Since 2013, the average weight of patients between the ages 18 to 21 seeking operations with Auralia Clinic has increased from 18st 6lbs to 20st 4lbs. The clinic said they have had to turn people of all ages away on a weekly basis as they are "too far gone".
In recent months, the clinic turned away a 19-year-old girl weighing 30st as they believed it would be "too dangerous" to perform the invasive surgery on her.
"We're declining younger patients more than older patients."
Mr Keogh said he believes the surgery should only ever be a "last resort" when a patient has tried "absolutely every-thing at their disposal".
"If someone comes in thinking 'Oh I've got 3st to lose I'll give it a shot,' - absolutely not," Mr Keogh said.
He warned there was a common misconception that gastric band surgery is "a quick fix" or a "miracle worker".
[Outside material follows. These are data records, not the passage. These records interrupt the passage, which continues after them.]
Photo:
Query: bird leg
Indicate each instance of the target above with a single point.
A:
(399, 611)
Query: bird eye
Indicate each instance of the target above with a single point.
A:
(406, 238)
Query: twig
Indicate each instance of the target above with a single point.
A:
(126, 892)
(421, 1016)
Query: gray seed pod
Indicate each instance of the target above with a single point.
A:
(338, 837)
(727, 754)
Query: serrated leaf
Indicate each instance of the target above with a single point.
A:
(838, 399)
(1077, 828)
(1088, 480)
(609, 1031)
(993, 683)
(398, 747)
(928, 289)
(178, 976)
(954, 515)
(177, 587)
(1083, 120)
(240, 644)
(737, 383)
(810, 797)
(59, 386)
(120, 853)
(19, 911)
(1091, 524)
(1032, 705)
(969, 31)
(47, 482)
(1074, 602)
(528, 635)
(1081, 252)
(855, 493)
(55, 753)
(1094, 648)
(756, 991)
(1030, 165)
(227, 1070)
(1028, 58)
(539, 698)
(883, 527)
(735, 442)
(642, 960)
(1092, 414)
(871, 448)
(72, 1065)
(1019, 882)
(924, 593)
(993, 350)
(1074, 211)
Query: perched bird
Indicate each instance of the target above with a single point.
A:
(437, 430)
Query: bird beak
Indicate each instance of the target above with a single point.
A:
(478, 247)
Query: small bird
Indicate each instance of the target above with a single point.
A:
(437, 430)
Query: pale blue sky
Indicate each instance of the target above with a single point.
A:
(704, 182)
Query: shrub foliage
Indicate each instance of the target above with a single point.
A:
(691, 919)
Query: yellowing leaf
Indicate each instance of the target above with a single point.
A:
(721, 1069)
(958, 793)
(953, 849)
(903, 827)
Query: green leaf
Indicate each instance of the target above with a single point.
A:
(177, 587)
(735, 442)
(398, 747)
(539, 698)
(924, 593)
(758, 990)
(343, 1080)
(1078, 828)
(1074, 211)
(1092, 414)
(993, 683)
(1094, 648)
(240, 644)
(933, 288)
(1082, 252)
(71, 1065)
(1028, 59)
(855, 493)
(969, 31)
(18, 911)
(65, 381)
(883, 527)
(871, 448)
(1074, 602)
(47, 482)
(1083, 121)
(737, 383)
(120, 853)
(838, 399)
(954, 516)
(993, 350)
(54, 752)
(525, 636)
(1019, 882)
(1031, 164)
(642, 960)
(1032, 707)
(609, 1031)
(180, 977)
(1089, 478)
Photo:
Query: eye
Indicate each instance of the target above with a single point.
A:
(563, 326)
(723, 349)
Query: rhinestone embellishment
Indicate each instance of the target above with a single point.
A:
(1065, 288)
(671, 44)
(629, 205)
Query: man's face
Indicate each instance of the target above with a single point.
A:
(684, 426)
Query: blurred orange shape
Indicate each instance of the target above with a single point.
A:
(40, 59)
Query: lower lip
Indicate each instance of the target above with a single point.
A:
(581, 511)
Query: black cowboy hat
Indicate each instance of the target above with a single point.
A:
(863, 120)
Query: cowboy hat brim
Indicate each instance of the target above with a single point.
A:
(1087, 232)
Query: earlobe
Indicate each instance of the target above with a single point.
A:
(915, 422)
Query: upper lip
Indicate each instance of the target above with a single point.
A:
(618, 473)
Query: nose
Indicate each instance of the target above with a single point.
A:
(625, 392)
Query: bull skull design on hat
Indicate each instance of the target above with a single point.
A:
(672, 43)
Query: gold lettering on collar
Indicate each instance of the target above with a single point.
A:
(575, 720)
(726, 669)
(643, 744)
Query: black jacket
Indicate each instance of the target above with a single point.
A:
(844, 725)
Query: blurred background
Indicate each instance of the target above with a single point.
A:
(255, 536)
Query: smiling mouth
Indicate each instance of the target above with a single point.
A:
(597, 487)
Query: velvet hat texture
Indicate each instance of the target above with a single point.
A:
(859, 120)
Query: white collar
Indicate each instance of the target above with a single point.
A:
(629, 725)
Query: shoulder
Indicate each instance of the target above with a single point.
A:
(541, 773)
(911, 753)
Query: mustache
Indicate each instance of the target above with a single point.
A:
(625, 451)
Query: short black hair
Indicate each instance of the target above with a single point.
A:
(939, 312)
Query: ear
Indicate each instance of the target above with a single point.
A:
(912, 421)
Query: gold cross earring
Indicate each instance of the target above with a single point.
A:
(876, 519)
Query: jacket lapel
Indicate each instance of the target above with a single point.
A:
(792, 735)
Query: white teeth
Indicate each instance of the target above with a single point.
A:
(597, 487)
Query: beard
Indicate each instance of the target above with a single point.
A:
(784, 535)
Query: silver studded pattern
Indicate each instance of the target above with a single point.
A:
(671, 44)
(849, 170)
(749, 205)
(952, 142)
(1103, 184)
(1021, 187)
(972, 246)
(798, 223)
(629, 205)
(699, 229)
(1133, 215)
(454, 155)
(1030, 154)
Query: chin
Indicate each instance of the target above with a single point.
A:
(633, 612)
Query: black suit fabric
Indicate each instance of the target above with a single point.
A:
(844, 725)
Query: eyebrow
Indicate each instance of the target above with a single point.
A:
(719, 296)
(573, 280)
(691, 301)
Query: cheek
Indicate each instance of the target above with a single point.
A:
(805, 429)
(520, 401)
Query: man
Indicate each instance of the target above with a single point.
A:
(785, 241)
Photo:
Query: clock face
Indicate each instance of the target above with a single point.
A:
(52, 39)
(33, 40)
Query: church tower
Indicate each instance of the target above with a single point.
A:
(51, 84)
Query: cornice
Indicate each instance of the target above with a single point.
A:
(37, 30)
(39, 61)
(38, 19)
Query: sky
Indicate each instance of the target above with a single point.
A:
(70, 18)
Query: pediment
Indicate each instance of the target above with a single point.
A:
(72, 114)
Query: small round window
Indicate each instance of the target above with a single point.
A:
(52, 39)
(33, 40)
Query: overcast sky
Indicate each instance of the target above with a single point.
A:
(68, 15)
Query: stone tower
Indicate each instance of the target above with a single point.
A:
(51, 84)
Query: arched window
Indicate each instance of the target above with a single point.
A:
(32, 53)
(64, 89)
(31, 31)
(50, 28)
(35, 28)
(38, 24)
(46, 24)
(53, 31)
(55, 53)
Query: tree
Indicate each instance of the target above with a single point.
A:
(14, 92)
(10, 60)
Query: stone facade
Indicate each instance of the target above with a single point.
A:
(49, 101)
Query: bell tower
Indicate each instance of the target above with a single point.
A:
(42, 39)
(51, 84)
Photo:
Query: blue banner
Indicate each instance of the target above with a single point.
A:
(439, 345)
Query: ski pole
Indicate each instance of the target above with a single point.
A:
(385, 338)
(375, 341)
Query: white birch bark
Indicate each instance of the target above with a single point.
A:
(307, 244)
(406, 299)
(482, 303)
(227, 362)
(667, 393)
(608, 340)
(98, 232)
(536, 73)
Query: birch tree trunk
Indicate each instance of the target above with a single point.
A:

"That is not the case," he argued. "It requires a huge amount of work and recovery time.
"Unless we can see that the patient is willing to put that amount of work in and they have proven that to us, then we just won't do the surgery," Mr Keogh explained.
Last year, 150 gastric band surgeries took place at the clinic.
The average age of those seeking gastric bands has dropped from 39 years of age in 2013 to 28 in 2014.